The store was originally opened by a Mr. Kalustyan in 1944 as a hotspot for Indian spices and groceries. In the 1960s, the neighborhood became even more Indian flavored and the place grew in popularity. And today, as owned for almost 20 years by Bangladeshi businessmen Sayedui Alam and Aziz Osmani, Kalustyan's is a sprawling, three-floor extravaganza, with merch expanded to include stuff from Armenia, Bangladesh, Egypt, Guatemala, Indonesia, Jordan, Sri Lanka, Tunisia and many more countries, all represented with fine items designed to titillate your taste buds.

The place is an aromatic wonderland, with shelf after shelf of lentils, oils, chutneys, pickles, and rices. There are curry pastes, vinegar, breads, coffees, and teas. There's also a café/deli on the upper floor, and when you get home with your bags of delicacies, you can go to their sites (like kalustyans.com) and mail order business and summon for some more deliciousness.

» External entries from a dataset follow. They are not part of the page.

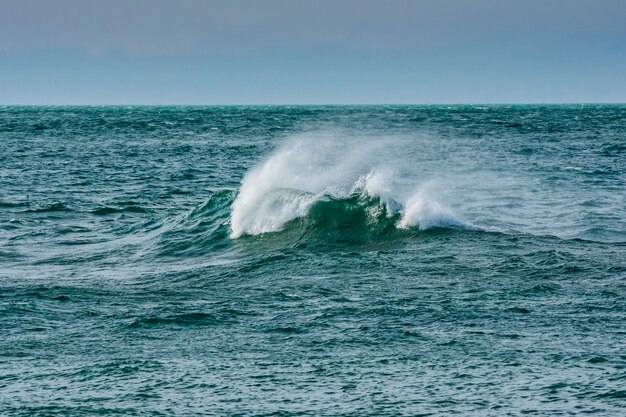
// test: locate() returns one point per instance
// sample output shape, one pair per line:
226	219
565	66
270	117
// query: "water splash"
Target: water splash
306	169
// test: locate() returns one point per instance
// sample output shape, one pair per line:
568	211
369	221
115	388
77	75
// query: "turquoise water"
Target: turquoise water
372	260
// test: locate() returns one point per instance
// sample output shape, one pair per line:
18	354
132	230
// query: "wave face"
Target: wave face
312	260
306	177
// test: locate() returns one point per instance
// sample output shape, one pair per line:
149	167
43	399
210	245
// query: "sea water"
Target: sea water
313	260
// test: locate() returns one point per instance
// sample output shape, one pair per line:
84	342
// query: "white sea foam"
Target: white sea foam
304	169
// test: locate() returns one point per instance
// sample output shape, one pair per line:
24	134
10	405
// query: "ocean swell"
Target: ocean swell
333	184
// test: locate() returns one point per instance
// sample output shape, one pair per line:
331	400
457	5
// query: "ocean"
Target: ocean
313	260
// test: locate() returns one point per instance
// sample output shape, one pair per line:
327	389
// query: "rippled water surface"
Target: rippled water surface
412	260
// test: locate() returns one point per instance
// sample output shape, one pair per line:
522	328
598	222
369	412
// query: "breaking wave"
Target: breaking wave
333	184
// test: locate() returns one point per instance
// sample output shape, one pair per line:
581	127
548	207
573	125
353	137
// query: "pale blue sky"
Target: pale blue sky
296	51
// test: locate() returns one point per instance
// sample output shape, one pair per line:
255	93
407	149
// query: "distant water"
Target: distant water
374	260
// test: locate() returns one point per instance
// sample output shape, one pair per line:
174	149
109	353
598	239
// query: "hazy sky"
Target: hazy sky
315	51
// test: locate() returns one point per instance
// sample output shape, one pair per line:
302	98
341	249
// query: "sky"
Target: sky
312	52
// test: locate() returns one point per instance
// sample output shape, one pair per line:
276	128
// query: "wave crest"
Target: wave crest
331	186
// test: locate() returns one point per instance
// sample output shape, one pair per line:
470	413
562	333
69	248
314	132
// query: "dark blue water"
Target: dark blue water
383	260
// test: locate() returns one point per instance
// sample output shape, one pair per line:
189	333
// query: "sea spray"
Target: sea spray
306	169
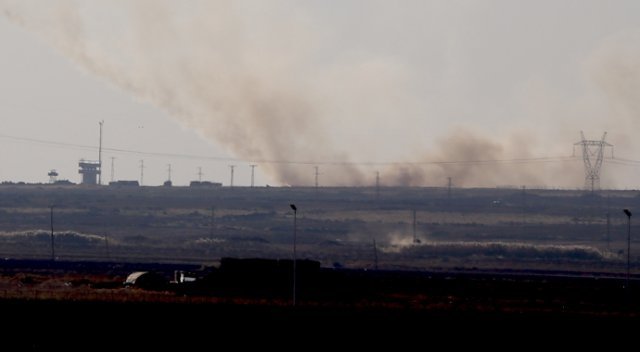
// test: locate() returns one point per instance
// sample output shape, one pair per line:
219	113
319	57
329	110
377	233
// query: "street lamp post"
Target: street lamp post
295	215
628	213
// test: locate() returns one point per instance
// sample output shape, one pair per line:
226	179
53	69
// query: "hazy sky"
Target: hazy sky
346	85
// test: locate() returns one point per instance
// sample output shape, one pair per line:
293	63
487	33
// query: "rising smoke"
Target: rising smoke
265	80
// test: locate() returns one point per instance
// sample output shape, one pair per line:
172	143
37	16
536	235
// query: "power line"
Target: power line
307	162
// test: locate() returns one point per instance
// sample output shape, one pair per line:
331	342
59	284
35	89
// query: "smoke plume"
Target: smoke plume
269	81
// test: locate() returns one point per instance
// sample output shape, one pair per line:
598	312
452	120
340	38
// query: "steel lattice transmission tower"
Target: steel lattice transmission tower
592	155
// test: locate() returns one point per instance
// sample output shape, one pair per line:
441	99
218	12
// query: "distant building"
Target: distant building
90	171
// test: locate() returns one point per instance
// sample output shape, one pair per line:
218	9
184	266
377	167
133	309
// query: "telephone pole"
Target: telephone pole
231	167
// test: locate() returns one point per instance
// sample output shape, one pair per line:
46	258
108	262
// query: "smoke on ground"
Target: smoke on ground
264	80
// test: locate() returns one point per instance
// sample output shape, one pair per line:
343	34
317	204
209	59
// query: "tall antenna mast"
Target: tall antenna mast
53	251
211	223
252	170
592	156
100	155
231	167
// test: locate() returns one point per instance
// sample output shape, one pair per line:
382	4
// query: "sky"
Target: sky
490	93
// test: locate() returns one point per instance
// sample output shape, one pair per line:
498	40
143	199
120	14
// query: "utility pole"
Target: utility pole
253	166
231	167
141	172
53	251
415	224
377	185
106	245
100	155
295	226
375	255
628	213
211	223
112	169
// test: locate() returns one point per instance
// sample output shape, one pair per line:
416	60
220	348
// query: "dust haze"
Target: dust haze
284	84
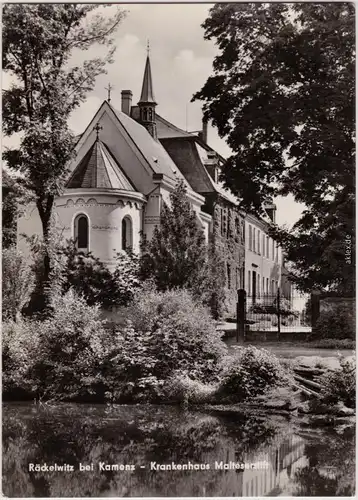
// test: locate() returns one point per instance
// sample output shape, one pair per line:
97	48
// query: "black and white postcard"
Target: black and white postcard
178	250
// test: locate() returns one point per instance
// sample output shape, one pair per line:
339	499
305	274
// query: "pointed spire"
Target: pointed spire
147	94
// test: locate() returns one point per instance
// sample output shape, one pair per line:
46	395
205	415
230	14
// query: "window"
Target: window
126	233
250	238
223	222
81	232
228	267
238	278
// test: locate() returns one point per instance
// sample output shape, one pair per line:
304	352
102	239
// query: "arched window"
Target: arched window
81	232
127	242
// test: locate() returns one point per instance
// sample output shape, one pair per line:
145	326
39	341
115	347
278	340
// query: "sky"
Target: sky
181	62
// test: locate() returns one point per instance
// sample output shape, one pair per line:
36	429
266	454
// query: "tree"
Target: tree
38	42
282	94
177	252
17	283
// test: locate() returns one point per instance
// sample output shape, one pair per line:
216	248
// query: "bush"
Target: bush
333	343
89	277
340	385
183	389
250	374
71	349
18	282
167	332
20	343
337	324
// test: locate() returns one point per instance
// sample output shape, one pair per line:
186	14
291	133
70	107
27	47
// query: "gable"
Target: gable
131	145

A recent trip to this staggering place reminded me that food is the new porn. On the ground floor, I was greeted with bags of Turkish pistachios ($19.99) and California almonds ($10.99), plus jars of dried apples, pineapple rings, and Persian raisins by the pound. Then came shelves filled with items like chestnut puree, rice cookies, honey almond butter, marzipan, and walnuts. Drooling yet? Getting aroused, I kept going and found Turkish style mini pistachio baklava for only $1.39 a piece. (Also, Lebanese style baklava and Greek walnut baklava and just about any kind of baklava you could imagine.)

Then came a wall of teas -- chamomile flower, hibiscus flowers, and on and on. I kept going, into an entire room filled with powders -- from cantaloupe powder to grape skin powder and beyond. There was also an unassuming rack dotted with various shampoos and scrubs. (Yes, this place has everything.) And then I found Amazon mango tea and blood orange tea, and…after a few steps leading down, I ventured into a whole other arena, where there was coriander chutney, blueberry puree, falafel mix, pickled ginger, cabbage leaves, and gherkins. In the back were exotic cheeses and olives, and if you keep walking, you find Kalamata olives ($5.99), Alfonso olives, oil cured olives, Greek black olives, cracked green olives—almost as many types of olives as there are of baklava. Then -- are you spent yet? -- you bump into sausages, low fat yogurt, Russian zucchini spread ($4.99), Mexican mole ($4.99), rows upon rows of hot sauce, plus dried mushrooms, pesto sauce, coconut milk pistachio oil ($14.99), and pomegranate honey ($13.99). At the far end of the downstairs level is a stairway leading up to a room full of pots, pans, and tortilla makers, which makes sense; what good are all these extraordinary delicacies without things to cook them in? Go back down, swirl around, and go up two levels and you're at the café/deli, where you can order falafel, moussaka, Greek salad, and lentil fritters, and sit there and eat it! You can also pick up some chocolate almond coffee ($11.99/lb.) while you're up there. And by that point, if you're not completely done, then you're not human. But please rally and go home for the online ordering, as I suggested.

I am not being paid by this place -- I did not even get free chutney -- I just wanted to relate my feelings on a New York treasure that not nearly enough people know about. The customers there seem adventurous and food-positive, while not being pretentious about it, and they take their time combing through the shelves for maximum wonder. Go join them, then go to Gristedes and get some napkins too!